Spending time with my parents in their home also gives me the chance to notice so clearly how much I am made of them...their patterns of speech, their facial expressions, their gestures. I wonder how far back those go? Is my mother's goofiness really that of my 13th great grandmother's? My father's linguistic precision, did that come from Adam?

We all grow out of one another in such concrete yet mysterious ways....and it isn't just our parents and our families that we are made of.

In the photographs I took as a child of eleven, I found there was one little boy in particular that I had a number of photographs of, by himself. I guess he was a favored photographic subject of mine. I don't recall having a crush on him, he was a lot shorter than me. Yet, there are all these photographs, more of him than of anyone else. Why? What did he mean to me then? I can't remember what it was like to be 11 or 12. Was it so much different than now, in my early 30s?

I found some old letters written between me and friends when I was 12 or 13, and to be frank, it doesn't seem that different now. Some of these letters were so much more insightful than I understood at the time. I think people totally underestimate children and adolescents, perhaps adolescents especially. I've grown, but the brilliant sentience that I am, that they were, (that we all really are) hasn't changed at all. If I have improved it has been because I have found ways to be what I always was without being worried about it.

He was a beautiful little blonde boy, a good friend of mine. Such a heartbreakingly beautiful boy, smiling in this photo, pensive in the next. I notice as I look at them that he didn't mug for the camera the way the other kids did. He was capable of being seen, it seems. He could look the camera in the eye, and be present. I am blown away by the strength and power of his 11 year old presence. I remember him in impressions...a fragment of his voice, the way he laughed, the way he sounded when he was upset about something. What kind of man did he become?

When I was in my early to mid twenties, my parents moved back to the town I lived in when I went to school with this boy, and I tracked down his parents' phone number. I called his mom and introduced myself and asked about him. She remembered me and told me he was in school for engineering at a state university, that he was doing well. I must have left my contact information (I don't remember doing it, but I must have) and he didn't get back to me.

Maybe he'll show up on facebook one of these days. A number of the people that we were friends with in the early days are there, and I have reconnected with them since I found these photos. It's strange to me that they remember me--I moved away in 7th grade!
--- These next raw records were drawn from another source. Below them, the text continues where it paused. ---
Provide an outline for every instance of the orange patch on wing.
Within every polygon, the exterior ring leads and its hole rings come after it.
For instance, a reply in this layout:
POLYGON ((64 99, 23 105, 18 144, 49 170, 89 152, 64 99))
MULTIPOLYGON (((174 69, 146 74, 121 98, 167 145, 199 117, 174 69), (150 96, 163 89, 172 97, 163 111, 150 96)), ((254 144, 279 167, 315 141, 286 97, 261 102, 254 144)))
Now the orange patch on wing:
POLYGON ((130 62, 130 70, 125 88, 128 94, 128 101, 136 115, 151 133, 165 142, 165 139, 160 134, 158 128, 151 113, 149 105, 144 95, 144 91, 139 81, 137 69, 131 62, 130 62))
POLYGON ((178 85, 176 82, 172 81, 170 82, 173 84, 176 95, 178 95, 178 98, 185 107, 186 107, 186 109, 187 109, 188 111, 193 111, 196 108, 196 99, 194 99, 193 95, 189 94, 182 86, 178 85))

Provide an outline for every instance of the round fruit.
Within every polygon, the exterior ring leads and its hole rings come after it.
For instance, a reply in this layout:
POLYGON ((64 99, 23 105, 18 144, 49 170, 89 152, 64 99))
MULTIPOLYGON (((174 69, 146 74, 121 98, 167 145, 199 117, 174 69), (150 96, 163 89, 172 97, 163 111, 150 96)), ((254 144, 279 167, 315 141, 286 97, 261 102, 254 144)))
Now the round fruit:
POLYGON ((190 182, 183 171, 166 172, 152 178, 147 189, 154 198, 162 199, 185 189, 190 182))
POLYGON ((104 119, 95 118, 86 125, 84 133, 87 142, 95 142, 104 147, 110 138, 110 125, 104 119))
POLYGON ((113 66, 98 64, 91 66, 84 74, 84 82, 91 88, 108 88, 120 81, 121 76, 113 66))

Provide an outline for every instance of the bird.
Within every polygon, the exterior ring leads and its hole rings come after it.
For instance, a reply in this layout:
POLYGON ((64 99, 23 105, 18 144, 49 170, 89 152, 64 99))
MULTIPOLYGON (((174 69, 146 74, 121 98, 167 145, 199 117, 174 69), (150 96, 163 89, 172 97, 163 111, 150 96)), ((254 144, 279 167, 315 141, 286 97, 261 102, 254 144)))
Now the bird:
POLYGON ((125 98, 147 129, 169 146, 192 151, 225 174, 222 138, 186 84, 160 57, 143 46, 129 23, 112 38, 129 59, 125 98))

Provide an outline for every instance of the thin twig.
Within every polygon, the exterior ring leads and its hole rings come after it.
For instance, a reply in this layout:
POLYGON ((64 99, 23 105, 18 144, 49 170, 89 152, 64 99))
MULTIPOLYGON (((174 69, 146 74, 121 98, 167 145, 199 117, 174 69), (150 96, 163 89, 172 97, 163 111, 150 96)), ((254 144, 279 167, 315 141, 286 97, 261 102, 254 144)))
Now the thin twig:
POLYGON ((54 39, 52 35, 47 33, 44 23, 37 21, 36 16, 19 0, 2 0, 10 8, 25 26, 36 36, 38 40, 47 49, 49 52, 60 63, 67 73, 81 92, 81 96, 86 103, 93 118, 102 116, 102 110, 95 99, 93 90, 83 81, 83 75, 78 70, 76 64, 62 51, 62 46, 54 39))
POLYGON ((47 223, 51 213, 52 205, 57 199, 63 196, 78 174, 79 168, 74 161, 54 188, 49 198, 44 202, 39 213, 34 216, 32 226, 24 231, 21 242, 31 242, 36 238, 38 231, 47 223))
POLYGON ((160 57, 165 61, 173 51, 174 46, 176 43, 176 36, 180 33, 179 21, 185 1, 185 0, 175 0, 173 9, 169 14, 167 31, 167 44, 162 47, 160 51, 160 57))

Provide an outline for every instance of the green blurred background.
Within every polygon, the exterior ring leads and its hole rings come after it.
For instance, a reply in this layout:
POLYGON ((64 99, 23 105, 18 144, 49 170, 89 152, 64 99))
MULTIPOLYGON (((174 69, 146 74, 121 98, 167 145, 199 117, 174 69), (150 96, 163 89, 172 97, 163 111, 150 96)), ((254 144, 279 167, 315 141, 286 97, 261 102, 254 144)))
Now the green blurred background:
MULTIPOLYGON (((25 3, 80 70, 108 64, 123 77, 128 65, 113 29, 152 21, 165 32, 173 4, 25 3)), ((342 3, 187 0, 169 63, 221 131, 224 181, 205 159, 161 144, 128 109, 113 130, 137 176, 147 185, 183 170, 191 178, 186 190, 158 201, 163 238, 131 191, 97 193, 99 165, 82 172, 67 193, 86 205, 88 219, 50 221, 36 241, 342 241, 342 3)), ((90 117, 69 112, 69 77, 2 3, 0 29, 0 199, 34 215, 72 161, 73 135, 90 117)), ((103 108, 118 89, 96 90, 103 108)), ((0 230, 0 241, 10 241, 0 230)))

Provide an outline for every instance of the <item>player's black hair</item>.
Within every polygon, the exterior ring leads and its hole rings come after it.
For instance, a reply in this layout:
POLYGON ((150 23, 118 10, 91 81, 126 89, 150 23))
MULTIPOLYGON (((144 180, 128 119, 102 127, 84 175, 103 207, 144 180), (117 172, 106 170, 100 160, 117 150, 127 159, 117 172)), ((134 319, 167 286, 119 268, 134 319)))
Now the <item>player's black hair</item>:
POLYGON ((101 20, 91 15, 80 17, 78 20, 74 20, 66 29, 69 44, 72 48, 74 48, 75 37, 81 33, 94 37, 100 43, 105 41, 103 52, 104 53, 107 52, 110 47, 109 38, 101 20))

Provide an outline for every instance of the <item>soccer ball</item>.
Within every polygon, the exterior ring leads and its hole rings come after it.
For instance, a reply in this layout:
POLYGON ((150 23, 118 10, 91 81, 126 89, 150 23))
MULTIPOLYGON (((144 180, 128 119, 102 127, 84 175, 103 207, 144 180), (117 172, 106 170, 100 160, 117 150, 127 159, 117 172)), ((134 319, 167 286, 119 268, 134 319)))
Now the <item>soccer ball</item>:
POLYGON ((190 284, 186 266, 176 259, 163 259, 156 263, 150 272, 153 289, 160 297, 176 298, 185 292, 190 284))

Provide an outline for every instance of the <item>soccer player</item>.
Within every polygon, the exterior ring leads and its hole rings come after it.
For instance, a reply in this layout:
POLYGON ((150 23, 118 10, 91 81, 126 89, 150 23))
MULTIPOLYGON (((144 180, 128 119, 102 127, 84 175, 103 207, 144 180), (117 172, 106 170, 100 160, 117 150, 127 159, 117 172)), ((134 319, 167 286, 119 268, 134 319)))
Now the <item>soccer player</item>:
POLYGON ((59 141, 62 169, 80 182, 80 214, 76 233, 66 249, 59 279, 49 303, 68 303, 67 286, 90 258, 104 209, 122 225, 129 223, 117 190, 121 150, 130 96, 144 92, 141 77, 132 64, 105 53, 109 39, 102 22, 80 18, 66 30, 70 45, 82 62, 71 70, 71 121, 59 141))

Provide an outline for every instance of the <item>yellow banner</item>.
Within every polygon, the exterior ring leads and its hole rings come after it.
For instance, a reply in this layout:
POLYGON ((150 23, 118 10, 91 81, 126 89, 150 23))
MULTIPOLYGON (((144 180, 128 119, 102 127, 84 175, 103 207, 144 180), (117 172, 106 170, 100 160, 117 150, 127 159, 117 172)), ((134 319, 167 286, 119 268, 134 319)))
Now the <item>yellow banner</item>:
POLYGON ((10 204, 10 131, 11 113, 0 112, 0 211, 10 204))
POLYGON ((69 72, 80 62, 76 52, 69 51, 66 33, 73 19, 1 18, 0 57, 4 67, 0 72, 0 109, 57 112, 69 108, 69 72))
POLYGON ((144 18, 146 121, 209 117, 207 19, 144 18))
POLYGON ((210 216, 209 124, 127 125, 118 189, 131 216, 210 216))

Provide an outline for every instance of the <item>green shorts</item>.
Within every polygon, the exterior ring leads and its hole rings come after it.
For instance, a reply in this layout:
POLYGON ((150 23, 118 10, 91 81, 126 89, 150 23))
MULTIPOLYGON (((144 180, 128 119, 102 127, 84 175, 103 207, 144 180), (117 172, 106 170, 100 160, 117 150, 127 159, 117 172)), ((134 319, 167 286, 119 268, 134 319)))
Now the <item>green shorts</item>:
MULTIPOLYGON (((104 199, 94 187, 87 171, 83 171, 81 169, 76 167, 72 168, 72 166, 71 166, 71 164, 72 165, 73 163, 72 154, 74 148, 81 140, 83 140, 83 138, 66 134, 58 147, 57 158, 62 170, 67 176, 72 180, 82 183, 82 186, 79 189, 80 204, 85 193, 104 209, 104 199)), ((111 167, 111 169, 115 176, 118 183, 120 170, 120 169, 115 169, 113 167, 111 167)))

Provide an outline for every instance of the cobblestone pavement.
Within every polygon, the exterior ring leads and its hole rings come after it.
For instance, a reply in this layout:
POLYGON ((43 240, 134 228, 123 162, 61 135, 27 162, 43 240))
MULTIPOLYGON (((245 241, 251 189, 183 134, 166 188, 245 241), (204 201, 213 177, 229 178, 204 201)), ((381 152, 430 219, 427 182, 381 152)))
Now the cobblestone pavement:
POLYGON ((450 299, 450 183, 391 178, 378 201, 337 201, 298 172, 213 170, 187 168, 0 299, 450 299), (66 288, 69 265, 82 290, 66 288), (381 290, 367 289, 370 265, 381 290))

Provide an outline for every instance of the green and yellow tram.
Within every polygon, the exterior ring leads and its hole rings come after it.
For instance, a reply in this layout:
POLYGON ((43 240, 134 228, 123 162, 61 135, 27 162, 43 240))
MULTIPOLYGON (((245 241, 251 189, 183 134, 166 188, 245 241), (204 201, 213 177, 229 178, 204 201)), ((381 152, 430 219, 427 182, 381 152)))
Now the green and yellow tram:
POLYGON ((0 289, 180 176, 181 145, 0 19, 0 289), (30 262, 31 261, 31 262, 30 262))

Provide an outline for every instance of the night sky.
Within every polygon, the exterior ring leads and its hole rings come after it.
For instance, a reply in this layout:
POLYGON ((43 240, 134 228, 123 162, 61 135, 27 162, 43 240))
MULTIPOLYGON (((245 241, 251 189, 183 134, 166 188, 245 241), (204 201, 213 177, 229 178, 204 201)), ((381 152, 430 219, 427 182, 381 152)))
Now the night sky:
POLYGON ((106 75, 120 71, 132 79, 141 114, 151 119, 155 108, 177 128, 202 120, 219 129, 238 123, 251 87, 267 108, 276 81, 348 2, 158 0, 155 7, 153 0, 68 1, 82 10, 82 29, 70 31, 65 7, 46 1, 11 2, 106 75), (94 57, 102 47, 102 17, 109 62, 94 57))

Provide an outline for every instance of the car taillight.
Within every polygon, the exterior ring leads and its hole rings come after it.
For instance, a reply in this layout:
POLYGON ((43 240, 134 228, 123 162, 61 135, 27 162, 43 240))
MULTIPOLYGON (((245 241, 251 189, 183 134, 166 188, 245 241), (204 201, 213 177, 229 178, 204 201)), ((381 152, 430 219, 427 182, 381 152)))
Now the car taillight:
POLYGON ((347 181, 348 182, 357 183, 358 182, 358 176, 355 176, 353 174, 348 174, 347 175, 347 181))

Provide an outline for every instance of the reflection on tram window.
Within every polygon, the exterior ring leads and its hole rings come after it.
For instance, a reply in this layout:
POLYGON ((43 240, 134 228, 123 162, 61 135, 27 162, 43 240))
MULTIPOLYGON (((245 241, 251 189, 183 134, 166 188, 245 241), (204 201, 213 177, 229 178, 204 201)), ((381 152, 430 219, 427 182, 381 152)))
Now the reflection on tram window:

I see pictures of all of them as teenagers and even as adults together--going to each other's weddings and stuff.

I have lived in a lot of different places and have had a lot of friends and lovers, and I am always flattered (and surprised) when the people whose lives I floated through on my childhood and adolescent travels remember me and are glad to hear from me again.

Those people...all those people in all those places! I loved them all so much. I still do. I am made of them....I am made of you.

Thank you all so much for the time we have spent together, and if you're reading this, thanks for spending your time checking in with me now. It has been my privilege and my pleasure to know you--you have let me be what I am and you have made me what I am. Know that I carry you with me everywhere I go...it is such a sublime fullness.